A celebrated company whose little yellow packages of film documented generations of birthday parties, weddings and anniversaries, the new Kodak will be more commercially focused, providing printing and imaging services to businesses as well as film to the movie industry.

Consumers will probably still be able to find Kodak-brand film and digital cameras, and they will still be able to download and print their digital pictures at kiosks.

Those businesses will no longer be owned by Kodak, however. As part of the more than year-long bankruptcy process, they were sold to others.

Antonio Perez, Kodak's oft-criticised chief executive, who has been trying to stage a turnaround of the company since 2005 and has overseen it through bankruptcy proceedings, said in a news release last week that the company was positioned for a "profitable and sustainable future".

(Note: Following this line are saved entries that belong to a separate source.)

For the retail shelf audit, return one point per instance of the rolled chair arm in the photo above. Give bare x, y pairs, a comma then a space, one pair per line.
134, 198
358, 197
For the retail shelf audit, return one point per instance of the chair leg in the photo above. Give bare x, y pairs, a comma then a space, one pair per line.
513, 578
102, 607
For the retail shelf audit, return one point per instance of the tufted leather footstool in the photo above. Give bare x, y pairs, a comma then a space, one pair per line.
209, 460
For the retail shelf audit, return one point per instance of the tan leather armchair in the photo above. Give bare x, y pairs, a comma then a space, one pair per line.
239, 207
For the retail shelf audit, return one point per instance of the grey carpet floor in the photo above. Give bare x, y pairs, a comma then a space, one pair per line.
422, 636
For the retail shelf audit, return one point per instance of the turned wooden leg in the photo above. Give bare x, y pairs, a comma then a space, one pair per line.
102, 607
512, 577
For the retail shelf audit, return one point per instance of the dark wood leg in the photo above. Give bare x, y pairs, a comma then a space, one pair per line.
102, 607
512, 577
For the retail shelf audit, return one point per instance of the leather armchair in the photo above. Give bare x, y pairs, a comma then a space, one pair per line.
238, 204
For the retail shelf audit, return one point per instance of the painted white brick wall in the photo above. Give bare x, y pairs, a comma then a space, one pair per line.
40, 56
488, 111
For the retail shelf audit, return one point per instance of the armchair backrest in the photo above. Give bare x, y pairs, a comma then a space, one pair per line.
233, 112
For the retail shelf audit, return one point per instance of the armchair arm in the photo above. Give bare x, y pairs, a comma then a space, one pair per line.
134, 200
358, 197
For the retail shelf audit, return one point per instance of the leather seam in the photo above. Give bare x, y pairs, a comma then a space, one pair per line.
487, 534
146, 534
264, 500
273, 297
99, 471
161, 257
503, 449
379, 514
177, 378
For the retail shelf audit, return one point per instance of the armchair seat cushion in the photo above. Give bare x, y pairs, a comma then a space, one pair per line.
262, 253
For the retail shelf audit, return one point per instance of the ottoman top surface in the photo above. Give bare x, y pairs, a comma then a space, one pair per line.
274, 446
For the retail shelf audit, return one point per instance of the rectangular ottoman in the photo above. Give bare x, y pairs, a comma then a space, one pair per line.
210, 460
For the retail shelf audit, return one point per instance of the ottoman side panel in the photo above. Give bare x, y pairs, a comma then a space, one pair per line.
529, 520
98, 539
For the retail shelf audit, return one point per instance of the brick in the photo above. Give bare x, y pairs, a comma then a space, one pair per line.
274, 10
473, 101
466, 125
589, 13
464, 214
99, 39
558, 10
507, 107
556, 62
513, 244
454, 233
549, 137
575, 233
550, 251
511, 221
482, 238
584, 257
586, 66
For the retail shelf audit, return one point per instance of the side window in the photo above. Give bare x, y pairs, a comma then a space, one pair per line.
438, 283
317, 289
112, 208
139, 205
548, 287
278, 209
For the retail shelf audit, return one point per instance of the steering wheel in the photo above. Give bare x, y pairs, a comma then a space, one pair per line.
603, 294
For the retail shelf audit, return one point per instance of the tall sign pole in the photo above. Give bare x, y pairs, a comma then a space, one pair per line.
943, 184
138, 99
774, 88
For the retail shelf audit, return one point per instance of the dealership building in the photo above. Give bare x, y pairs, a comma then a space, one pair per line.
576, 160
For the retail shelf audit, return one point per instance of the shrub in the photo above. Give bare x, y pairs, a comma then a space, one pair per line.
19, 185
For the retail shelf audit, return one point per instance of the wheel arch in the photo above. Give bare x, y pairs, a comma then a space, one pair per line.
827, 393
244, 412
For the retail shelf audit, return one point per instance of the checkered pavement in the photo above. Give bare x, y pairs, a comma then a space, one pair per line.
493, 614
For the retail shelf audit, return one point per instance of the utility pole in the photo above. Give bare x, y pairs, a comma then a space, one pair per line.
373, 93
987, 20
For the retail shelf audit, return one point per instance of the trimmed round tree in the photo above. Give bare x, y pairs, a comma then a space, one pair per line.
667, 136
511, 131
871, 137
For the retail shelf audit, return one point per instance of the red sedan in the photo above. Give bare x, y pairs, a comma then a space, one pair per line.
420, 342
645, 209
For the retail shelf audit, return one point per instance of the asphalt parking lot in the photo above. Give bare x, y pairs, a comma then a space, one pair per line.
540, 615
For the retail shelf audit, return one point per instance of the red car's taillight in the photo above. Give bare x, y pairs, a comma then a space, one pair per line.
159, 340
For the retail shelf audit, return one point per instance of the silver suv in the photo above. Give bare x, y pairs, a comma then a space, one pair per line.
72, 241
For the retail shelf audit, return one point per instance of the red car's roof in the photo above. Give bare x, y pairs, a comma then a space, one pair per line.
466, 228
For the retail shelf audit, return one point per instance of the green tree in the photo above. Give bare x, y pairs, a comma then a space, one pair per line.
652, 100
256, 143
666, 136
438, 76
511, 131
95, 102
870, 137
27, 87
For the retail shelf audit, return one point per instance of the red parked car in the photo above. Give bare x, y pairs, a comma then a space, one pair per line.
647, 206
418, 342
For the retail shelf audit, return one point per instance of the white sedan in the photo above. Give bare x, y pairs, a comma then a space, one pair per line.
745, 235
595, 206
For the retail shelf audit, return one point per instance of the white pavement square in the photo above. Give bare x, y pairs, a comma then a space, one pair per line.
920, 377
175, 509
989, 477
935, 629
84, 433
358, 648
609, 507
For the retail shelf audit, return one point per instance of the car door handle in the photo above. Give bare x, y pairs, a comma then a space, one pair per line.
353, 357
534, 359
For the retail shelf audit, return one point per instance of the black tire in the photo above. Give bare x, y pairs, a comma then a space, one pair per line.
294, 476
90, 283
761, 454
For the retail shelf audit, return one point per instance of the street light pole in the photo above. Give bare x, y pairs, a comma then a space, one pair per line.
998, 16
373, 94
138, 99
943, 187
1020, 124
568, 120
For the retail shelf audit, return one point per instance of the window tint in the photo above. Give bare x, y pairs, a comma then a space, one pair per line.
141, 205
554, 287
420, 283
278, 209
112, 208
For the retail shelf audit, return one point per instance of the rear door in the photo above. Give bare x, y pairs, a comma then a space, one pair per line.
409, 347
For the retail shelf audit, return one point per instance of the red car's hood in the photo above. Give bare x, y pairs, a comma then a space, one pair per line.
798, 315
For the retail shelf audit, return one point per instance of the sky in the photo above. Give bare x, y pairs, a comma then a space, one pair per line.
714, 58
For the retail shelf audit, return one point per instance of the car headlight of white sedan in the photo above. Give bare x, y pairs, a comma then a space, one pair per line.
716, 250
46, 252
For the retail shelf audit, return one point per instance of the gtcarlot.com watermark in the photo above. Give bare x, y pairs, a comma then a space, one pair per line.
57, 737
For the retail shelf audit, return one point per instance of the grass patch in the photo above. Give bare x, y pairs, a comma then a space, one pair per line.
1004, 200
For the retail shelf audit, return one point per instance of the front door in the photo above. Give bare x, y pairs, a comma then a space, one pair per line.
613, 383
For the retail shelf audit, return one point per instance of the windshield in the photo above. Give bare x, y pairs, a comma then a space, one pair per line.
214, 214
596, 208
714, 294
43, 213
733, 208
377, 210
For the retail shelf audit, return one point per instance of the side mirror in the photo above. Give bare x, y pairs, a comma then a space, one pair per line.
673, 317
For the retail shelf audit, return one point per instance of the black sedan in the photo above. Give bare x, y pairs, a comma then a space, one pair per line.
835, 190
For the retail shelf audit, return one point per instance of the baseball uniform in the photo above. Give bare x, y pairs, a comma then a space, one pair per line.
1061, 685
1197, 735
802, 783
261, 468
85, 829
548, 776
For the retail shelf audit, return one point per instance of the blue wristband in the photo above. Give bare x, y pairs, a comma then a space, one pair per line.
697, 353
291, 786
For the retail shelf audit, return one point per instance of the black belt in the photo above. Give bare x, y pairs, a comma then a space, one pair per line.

Some sceptics sounded warnings, though, noting that certain commercial businesses that the company is banking on are fiercely competitive and that Kodak's own projections show steep declines in growth in other business lines.

"The company made a big mistake of riding the cash cow — film — to the point that there was simply no more milk coming from it," said George Conboy, chairman of Brighton Securities in Rochester, where the company's predecessor was founded in 1881.

Kodak cleared a big hurdle last week when it said it would spin off two businesses to the Kodak Pension Plan in Britain for $US650 million in cash and debt. The agreement still needs court approval.

The segments that were sold include document imaging and the business that made Kodak a household name, its camera film and photographic paper lines.

The bankruptcy process hit a major snag last year, however, when the company struggled to sell what it considered to be a crown jewel — a package of 1100 digital imaging patents.

Kodak had hoped the patents would go for as much as $US2.6 billion, but a consortium of buyers that included some of the world's largest technology companies — such as Apple, Google and Facebook — bought them in December for far less, about $US527 million.

"What that situation signified — which was part of the problem with the whole business model — is that they thought their technology and their patents were more valuable than they really were," said Jay Westbrook, a professor at the University of Texas Law School.